The word brand comes from Old Norse “brandr” meaning “to burn”.
Early man would burn their ownership onto livestock and, as trade developed, buyers would use brands to distinguish between cattle of one farmer and another. Farmers with a good reputation would find their brand sought after. Thus brands’ origins as an aid to choice were established and have continued as their core-essence ever since. Fast-forward to modern day and brands are omnipresent in society. “People like brands because they accelerate the decision making process” (AGDA), “they are the express checkout for people living their lives at ever increasing speed” (BrandWeek). There is scarcely a single product or service which consumers might purchase where we are not presented with brands. An otherwise bewildering amount of choice, often with very limited tangible differentiation, would be virtually impossible to navigate. It means, for example, we don’t need to be experts in telecommunications to select a mobile phone provider – we are influenced by our gut feel in respect of the different brands.
Brands are at their most effective where there is an excess of choice and/or it is hard to differentiate between that choice. No wonder then that the legal market is considered ripe for brand success when it combines both of those elements to a remarkable degree. There are around 10 law firms on average for every single UK town. Most cities have dozens upon dozens. The consumer legal market remains so fragmented it has been described as one of the last remaining significant cottage industries. Add to that the fact that it is virtually impossible for consumers externally to differentiate one provider of legal services from another and it is not difficult to see why well-known brands would be leapt upon by a confused public. A recent YouGov market report found 62% of the public agreed or strongly agreed that “with so many high street law firms around it is difficult to differentiate one from another and to make an informed choice”. Over 60% of people in a previous YouGov survey couldn’t name even a single law firm, notwithstanding that 78% of people from the same poll had used a law firm previously. Despite repeat clients and recommendations forming the bedrock of most law firms’ revenues, objective customer loyalty levels are low: “only a minority of those using a legal service can be classed as loyal with the rest likely to be at best indifferent and likely to switch to another supplier…in a market where the use of legal services is generally infrequent…few consumers will necessarily stay with the law firm or solicitor they used previously” (YouGov 2011).

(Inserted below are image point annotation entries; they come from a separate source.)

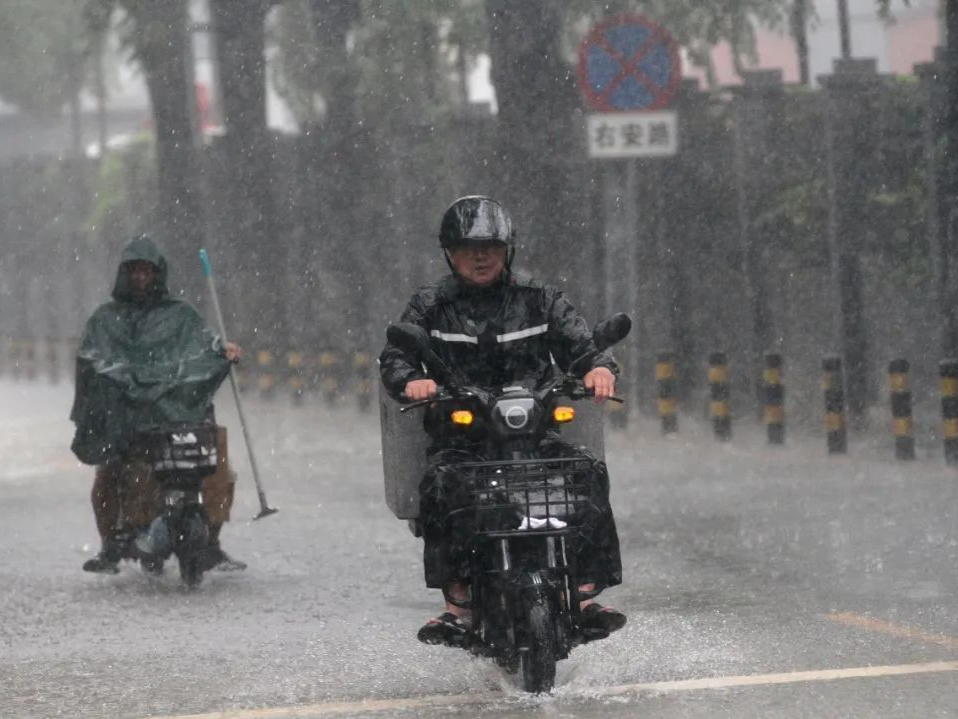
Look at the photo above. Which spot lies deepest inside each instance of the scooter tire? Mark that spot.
(191, 570)
(537, 664)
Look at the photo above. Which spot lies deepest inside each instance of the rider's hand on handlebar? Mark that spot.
(602, 381)
(233, 352)
(421, 389)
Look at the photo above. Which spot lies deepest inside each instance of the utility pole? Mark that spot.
(950, 238)
(799, 22)
(844, 29)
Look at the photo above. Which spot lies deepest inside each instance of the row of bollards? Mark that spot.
(833, 390)
(325, 373)
(30, 358)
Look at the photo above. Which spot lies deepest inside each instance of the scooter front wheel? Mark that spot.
(537, 661)
(191, 569)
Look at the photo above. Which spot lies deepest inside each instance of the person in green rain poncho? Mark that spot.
(145, 360)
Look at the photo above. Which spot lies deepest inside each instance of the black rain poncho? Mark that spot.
(140, 364)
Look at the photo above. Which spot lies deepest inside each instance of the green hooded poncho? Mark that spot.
(141, 364)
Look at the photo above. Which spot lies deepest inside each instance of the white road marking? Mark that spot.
(372, 706)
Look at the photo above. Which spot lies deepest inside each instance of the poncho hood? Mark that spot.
(143, 249)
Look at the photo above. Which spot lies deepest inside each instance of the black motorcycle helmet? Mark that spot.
(477, 219)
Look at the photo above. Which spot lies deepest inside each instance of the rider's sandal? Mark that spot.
(597, 617)
(447, 629)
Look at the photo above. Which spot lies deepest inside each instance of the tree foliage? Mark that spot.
(43, 45)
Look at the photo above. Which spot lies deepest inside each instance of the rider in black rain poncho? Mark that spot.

So, when needing legal services, people simply don’t know local firms and, when they start looking, are confused by the choice. Little wonder therefore they resort to having to ask friends, relatives or colleagues as well as browsing online and offline directories. This process takes time and energy that it is basic human nature to not want to have to expend. Try phoning around half a dozen law firms for a quote/information during your lunch break if you don’t agree with that! Furthermore, with the lack of familiarity comes unease and a concern of taking a leap of faith in the choice – even if done with the relative comfort of a friend’s endorsement. People, generally, prefer to use brands they recognise and trust. Faced with the choice of trying to make a choice between dozens of virtually unknown local law firms or simply going straight to a familiar brand a significant – and increasing – number of people will always take the latter option.
Of course, the challenge for brands – whether legal or otherwise – is to convey something more than pure awareness, albeit that is powerful in its own right in such a fragmented market. Brands need to convey their own differentiators in order to communicate that “gut feeling” about the brand that allows the consumer the luxury of being able to rely on their trust in that brand. If asked to hypothetically choose between “Tesco law”, “Virgin Legal Services”, “Barclays legal” or “QualitySolicitors”, most people would be drawn to one over the other – different for different people – based on their gut feel about those brands. That same ‘gut feel’ is extremely difficult for individual law firms to establish. Even if a meaningful differentiator is developed, with marketing budgets typically in the tens of thousands, the challenge becomes how to create the requisite levels of awareness to have anything close to a ‘brand’ that, in reality, typically require marketing budgets of millions.
An absolutely superb local reputation will help some firms to at least weather the forthcoming storm. The brand dominance in the analogous optician’s market hasn’t entirely wiped out independent opticians, although they now share less than 20% of a market that was one theirs entirely. A similar brand dominant outcome to the legal market is, however, ultimately inevitable. The only question is that pace with which this occurs. The challenge for law firms therefore is how to grow, or even just survive, whilst competing with other local law firms for an ever decreasing ‘non-brand’ market share. It can be done, but it would be naïve not to expect tough times ahead and prepare accordingly.